Da sub-região Andina, Aurora Donoso, da Acción Ecológica, explicou que o Equador atravessa um governo de extrema direita com o presidente Daniel Novoa, um bilionário exportador de bananas que têm interesses imobiliários e em mineração, e que seu país vive uma situação de insegurança, impactado pela narcopolítica e pela  narcoeconomia.

Ao mesmo tempo, as lutas populares têm tido avanços positivos, com conquistas históricas no período, como a consulta popular nacional na qual 60% do povo equatoriano decidiu pela não exploração petrolífera numa área na Amazônia, no Parque Nacional Yasuní. Numa consulta regional, a população também votou pela não exploração da mineração industrial em uma área importante de biodiversidade, o Choco Andino.

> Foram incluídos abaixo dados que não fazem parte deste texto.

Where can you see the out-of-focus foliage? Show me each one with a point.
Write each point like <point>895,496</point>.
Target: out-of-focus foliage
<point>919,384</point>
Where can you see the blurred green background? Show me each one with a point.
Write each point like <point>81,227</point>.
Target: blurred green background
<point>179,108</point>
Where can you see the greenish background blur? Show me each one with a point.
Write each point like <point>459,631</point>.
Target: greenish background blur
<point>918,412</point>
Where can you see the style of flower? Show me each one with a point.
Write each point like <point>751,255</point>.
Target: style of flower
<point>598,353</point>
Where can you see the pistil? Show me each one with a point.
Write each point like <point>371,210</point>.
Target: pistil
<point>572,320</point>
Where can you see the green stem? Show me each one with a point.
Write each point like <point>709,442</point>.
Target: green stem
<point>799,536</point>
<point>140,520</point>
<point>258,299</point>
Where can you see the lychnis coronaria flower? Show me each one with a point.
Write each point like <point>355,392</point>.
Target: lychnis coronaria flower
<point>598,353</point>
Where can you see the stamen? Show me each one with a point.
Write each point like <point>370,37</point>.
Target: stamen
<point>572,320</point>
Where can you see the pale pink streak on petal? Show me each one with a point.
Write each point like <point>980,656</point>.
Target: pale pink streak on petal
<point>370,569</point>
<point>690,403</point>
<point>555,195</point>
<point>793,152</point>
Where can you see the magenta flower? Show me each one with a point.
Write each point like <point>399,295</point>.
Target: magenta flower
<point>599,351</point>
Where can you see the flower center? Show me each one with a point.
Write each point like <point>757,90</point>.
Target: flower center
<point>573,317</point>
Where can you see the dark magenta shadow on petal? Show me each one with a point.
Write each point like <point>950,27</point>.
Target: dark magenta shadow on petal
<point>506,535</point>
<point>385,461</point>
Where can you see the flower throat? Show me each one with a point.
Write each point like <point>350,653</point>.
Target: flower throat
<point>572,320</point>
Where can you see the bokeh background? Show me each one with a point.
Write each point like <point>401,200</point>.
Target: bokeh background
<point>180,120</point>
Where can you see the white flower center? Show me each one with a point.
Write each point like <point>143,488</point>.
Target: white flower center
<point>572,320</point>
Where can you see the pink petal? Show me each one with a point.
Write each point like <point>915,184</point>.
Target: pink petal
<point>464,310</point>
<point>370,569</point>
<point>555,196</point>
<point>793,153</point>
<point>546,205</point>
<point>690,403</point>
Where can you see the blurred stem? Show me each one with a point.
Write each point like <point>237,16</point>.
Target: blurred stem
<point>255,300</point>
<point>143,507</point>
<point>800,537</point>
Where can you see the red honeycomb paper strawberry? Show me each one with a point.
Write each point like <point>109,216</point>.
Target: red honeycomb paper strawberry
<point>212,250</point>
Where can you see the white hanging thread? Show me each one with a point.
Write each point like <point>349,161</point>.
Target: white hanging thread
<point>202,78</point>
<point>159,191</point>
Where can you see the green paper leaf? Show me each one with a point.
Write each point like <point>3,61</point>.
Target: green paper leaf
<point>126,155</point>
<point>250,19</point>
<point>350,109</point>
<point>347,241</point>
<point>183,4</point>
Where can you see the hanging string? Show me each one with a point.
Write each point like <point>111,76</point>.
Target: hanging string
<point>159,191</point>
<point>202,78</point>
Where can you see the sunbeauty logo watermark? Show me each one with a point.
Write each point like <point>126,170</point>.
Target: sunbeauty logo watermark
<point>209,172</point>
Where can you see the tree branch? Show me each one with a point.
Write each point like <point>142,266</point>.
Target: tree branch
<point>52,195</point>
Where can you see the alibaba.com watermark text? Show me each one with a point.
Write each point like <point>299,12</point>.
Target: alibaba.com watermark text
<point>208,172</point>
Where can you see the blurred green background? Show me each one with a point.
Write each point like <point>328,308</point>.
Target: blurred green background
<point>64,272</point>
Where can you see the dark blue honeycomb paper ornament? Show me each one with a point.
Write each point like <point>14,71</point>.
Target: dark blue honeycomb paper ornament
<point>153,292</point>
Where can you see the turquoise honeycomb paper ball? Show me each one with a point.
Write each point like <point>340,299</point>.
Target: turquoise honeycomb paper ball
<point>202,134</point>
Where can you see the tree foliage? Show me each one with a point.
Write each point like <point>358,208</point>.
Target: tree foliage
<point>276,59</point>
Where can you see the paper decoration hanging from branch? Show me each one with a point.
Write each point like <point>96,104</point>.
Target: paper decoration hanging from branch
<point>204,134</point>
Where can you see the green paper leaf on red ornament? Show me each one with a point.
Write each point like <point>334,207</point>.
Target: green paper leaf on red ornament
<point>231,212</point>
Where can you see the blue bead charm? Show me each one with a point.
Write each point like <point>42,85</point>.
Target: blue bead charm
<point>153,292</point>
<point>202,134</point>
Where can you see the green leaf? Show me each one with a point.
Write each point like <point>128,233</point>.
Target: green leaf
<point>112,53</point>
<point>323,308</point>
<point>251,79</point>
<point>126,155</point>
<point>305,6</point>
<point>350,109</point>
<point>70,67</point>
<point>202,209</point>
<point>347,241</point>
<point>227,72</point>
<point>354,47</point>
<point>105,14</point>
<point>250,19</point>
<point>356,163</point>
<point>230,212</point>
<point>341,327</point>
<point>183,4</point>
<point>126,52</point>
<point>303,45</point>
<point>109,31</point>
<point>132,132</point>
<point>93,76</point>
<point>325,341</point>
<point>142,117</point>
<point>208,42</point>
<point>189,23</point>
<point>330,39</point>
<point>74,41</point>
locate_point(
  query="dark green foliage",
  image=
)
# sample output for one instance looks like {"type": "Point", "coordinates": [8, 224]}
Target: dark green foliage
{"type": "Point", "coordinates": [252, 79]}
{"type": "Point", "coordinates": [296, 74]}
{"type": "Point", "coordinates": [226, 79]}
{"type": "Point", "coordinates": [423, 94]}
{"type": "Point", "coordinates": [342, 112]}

“De alguma forma, o que isto nos diz é que existe um nível de consciência. Demorou 30 ou 40 anos para influenciar a população, no nível local, no nacional, nas instituições, mas sobretudo nos cidadãos como um todo, nas pessoas, para valorizar a natureza, os rios, as águas, as florestas, fortalecer as lutas territoriais e atingir níveis nacionais de voto pela não exploração”. Para Aurora, “dentro de todo esse panorama sombrio, é bom que tenhamos conquistas como as que ocorreram agora, inclusive para poder coordenar com diversas organizações, convocar, manter vivos esses espaços e a participação da Rede”.

25 anos do Jubileu Sul Brasil

No marco da celebração dos 25 anos do Jubileu Sul Brasil, Rosilene Wansetto destaca os desafios para o seguimento na trajetória de lutas da Rede:

“Para o próximo período, a Rede se coloca o desafio da construção coletiva, de um plano estratégico e articulado que fortaleça a sinergia nas lutas para fazer frente aos avanços da extrema direita no Brasil, América Latina e Caribe. Construir fortalecendo politicamente os processos, articulações, coletivos, os povos e territórios. E o de contribuir para um saldo organizativo nas ações que levem a uma sociedade sem dívidas e com reparação”, conclui.